Hoje, qualquer pessoa com um smartphone nas mãos é capaz de ver o que está acontecendo na Ucrânia — ao vivo e a cores — e expressar opiniões globalmente por meio de redes sociais. No nosso mundo pós-colonial, governos de virtualmente todos os países podem votar para condenar ou perdoar um lado ou outro na guerra da Ucrânia na Assembléia Geral da ONU.

Ainda que as estimativas variem, parece que entre 3 bilhões e 4 bilhões de pessoas no planeta — quase metade da população — possuem smartphones atualmente, e apesar da censura na internet continuar um problema real, particularmente na China, outras tantas pessoas são capazes de perscrutar profundamente outros tantos lugares. E isso não é tudo.

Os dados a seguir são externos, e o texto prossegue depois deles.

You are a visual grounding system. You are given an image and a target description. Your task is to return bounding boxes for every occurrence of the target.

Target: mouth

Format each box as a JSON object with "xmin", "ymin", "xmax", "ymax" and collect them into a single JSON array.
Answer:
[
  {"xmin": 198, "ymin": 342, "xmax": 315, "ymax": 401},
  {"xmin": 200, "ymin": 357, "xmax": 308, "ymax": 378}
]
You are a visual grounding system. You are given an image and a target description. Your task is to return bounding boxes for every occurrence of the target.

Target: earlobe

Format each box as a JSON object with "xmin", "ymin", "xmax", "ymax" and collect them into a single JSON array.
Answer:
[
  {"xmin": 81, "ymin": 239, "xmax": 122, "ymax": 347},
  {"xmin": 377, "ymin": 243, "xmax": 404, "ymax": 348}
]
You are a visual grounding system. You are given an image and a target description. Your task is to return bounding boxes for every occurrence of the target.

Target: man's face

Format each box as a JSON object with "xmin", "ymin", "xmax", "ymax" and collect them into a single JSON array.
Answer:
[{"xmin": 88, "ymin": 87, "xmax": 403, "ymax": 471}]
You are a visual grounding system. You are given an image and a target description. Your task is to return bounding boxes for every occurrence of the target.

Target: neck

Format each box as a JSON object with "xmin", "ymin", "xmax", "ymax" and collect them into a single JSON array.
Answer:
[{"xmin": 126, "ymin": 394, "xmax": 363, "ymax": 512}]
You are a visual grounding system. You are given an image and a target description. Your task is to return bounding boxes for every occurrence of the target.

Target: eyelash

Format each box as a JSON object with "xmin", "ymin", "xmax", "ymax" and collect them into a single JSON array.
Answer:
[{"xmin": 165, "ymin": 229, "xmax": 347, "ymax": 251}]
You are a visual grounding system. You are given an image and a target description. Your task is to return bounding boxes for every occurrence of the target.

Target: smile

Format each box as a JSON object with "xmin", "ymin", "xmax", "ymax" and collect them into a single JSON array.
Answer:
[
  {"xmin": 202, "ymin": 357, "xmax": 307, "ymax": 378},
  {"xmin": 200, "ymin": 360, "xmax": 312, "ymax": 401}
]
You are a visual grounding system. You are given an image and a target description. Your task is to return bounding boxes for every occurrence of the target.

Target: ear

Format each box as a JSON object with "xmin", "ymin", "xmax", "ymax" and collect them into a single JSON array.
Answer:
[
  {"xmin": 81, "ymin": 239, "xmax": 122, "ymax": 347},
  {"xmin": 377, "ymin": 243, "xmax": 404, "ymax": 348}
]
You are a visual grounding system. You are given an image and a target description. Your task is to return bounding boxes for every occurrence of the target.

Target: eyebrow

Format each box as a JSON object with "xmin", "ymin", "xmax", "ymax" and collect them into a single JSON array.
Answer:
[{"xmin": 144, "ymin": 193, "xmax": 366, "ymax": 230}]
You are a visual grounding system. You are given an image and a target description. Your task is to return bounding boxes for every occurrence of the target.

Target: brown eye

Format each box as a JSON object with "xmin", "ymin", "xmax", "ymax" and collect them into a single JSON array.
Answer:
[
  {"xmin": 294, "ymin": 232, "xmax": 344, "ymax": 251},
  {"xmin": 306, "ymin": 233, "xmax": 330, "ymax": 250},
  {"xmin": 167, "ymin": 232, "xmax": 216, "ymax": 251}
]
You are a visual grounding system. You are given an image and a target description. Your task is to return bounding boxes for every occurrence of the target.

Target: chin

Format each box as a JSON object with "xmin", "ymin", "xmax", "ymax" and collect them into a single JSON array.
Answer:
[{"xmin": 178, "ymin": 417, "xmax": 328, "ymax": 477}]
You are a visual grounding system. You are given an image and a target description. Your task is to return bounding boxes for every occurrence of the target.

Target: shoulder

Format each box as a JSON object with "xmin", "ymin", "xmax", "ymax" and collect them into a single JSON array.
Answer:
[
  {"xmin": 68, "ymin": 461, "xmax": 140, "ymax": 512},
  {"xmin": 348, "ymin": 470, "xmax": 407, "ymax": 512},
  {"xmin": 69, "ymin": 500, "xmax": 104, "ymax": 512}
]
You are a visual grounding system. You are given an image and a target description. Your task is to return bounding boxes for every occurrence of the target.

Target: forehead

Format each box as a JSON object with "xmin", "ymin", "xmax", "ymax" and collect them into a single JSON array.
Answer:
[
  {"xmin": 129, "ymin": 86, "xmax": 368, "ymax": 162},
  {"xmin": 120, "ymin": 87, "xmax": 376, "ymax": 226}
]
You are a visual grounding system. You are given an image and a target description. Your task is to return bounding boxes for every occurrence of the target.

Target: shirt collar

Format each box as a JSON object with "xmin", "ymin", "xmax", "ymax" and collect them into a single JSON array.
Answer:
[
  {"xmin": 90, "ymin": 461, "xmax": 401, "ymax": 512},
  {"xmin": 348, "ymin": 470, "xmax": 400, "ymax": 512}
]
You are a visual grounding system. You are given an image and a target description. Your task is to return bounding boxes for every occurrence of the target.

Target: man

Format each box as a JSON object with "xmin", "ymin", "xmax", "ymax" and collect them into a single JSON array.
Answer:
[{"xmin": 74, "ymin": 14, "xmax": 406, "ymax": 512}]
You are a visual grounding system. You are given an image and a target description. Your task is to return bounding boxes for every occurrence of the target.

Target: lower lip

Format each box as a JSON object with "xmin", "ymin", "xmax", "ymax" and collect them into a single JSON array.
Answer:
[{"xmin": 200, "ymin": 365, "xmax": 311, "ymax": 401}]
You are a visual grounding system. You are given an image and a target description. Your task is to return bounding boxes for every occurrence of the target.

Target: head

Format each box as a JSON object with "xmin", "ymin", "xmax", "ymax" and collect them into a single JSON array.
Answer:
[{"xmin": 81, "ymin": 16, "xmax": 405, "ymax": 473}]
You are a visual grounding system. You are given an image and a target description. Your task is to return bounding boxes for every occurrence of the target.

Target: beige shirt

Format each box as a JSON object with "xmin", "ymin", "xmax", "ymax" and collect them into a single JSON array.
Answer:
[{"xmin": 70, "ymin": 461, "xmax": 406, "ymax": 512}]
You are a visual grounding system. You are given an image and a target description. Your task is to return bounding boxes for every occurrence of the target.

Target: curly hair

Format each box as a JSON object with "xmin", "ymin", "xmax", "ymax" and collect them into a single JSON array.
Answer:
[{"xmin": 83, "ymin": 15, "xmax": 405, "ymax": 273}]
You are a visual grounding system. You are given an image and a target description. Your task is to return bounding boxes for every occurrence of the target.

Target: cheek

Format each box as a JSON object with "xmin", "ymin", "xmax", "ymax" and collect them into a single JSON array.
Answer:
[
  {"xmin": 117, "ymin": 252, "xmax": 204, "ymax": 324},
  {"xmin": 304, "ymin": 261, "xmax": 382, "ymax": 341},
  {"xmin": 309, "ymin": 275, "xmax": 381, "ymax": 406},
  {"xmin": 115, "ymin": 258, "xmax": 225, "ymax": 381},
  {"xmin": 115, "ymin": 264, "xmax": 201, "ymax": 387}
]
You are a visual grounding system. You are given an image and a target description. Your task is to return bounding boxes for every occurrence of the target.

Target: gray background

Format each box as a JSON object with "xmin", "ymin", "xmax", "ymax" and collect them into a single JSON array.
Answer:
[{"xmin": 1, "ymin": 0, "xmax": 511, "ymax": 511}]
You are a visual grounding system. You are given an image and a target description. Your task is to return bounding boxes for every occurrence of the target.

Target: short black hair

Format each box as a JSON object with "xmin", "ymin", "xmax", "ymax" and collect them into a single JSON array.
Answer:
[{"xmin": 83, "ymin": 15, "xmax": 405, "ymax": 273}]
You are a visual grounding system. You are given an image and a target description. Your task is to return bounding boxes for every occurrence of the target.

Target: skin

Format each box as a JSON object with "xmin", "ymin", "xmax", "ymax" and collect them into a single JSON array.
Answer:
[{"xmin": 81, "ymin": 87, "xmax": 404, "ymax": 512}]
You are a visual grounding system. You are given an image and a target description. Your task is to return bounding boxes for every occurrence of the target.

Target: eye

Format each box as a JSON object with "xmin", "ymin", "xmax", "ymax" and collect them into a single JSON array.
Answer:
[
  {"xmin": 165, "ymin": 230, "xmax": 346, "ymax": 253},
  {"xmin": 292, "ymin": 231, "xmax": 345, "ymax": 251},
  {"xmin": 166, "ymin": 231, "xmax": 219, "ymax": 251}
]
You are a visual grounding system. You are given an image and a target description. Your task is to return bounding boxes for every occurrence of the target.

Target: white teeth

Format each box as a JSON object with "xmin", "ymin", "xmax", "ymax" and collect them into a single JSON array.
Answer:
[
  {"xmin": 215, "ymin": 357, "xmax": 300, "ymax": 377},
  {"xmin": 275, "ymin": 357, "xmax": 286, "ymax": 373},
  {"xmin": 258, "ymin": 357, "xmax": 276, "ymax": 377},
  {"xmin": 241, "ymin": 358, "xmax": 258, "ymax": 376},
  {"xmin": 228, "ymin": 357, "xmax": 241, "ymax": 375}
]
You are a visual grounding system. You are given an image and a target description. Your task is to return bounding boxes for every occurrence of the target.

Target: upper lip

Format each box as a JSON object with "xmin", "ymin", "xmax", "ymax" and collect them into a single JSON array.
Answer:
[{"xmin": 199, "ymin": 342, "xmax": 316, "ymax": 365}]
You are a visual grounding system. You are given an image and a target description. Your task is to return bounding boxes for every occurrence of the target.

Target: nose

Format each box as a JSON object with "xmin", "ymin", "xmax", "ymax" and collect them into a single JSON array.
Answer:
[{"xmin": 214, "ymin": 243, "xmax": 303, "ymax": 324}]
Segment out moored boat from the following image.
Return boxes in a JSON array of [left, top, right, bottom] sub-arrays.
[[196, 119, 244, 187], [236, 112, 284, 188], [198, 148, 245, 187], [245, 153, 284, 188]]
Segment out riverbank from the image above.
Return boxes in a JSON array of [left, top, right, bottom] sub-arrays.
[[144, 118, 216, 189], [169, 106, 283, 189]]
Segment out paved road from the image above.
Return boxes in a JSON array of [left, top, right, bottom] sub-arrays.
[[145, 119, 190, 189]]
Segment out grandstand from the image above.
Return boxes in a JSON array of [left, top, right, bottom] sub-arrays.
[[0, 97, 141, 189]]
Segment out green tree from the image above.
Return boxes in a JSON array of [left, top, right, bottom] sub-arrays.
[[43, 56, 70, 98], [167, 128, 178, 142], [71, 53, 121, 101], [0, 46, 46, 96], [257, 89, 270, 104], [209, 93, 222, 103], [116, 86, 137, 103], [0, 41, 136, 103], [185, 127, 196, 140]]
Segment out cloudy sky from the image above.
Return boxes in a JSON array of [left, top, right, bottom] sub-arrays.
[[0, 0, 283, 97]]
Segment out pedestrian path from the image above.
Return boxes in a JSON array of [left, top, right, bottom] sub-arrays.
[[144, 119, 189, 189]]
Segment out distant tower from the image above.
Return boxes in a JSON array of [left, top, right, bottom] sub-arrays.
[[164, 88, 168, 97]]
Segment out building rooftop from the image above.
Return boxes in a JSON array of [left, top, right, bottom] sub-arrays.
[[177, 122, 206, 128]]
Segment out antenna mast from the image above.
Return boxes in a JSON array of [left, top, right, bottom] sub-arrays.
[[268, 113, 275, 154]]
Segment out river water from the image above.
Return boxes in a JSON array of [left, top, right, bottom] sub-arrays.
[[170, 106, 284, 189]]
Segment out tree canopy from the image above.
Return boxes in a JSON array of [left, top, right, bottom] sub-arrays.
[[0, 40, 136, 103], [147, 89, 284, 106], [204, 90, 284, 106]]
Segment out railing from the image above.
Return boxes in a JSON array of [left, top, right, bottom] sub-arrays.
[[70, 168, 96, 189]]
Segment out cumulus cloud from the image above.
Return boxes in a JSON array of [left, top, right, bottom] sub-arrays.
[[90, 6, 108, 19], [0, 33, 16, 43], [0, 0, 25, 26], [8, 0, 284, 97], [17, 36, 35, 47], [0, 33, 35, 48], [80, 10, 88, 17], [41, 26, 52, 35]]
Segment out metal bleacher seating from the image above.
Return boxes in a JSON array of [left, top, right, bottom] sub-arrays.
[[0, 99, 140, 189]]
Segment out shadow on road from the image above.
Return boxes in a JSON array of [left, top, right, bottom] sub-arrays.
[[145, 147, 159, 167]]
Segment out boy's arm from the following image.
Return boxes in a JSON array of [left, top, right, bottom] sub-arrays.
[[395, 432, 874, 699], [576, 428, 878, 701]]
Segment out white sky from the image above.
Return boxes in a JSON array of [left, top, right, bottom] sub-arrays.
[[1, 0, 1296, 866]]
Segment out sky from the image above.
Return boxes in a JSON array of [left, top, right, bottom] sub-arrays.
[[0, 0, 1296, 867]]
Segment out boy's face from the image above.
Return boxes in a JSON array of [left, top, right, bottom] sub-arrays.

Qualquer um que tenha um smartphone e um cartão de crédito é capaz de ajudar desconhecidos na Ucrânia por meio do Airbnb, simplesmente reservando uma noite em suas residências sem utilizar a hospedagem. Adolescentes de todos os lados são capazes de criar aplicativos no Twitter para rastrear as localizações dos oligarcas russos e seus iates. E o aplicativo de mensagens instantâneas criptografadas Telegram — que foi inventado por dois tecnológicos irmãos russos como uma ferramenta para se comunicar fora do alcance do Kremlin — “emergiu como o lugar certo para obter informações ao vivo e sem filtro da guerra tanto para refugiados ucranianos quanto para russos cada vez mais isolados”, noticiou a NPR. E é administrado a partir de Dubai!

Enquanto isso, o governo da Ucrânia tem conseguido acessar uma fonte de financiamento completamente nova — levantando mais de US$ 70 milhões em criptomoedas com indivíduos de todo o mundo, depois de recorrer às redes sociais para conseguir doações. E o bilionário CEO da Tesla, Elon Musk, ativou o serviço de banda larga via satélite de sua SpaceX para dar cobertura de internet de alta velocidade para a Ucrânia depois que uma autoridade ucraniana entrou em contato com ele via Twitter pedindo ajuda para combater os esforços russos de desconectar o país do restante do mundo.

Empresas de satélites com base nos EUA, como Maxar Technologies, permitiram a todos que vissem imagens captadas do espaço de centenas de pessoas desesperadas fazendo fila diante de um supermercado em Mariupol — apesar de os russos terem cercado a cidade por terra e impedido qualquer jornalista de entrar.

Há também ciberguerreiros capazes de entrar no conflito a partir de qualquer lugar — e que têm feito isso. A CNBC noticiou que “um perfil de Twitter popular, chamado ‘Anonymous’, declarou que o sombrio grupo ativista estava travando uma ‘ciberguerra’ contra a Rússia”. A conta, que possui mais de 7,9 milhões de seguidores globalmente — quase oito vezes o número de seguidores do Exército russo (incluindo cerca de 500 mil novos seguidores Anonymous desde o início da invasão à Ucrânia) — “assumiu responsabilidade por desativar proeminentes websites do governo da Rússia, de meios de comunicação e empresas do país — e vazar dados de entidades como a Roskomnadzor, a agência federal responsável por censurar a mídia russa”.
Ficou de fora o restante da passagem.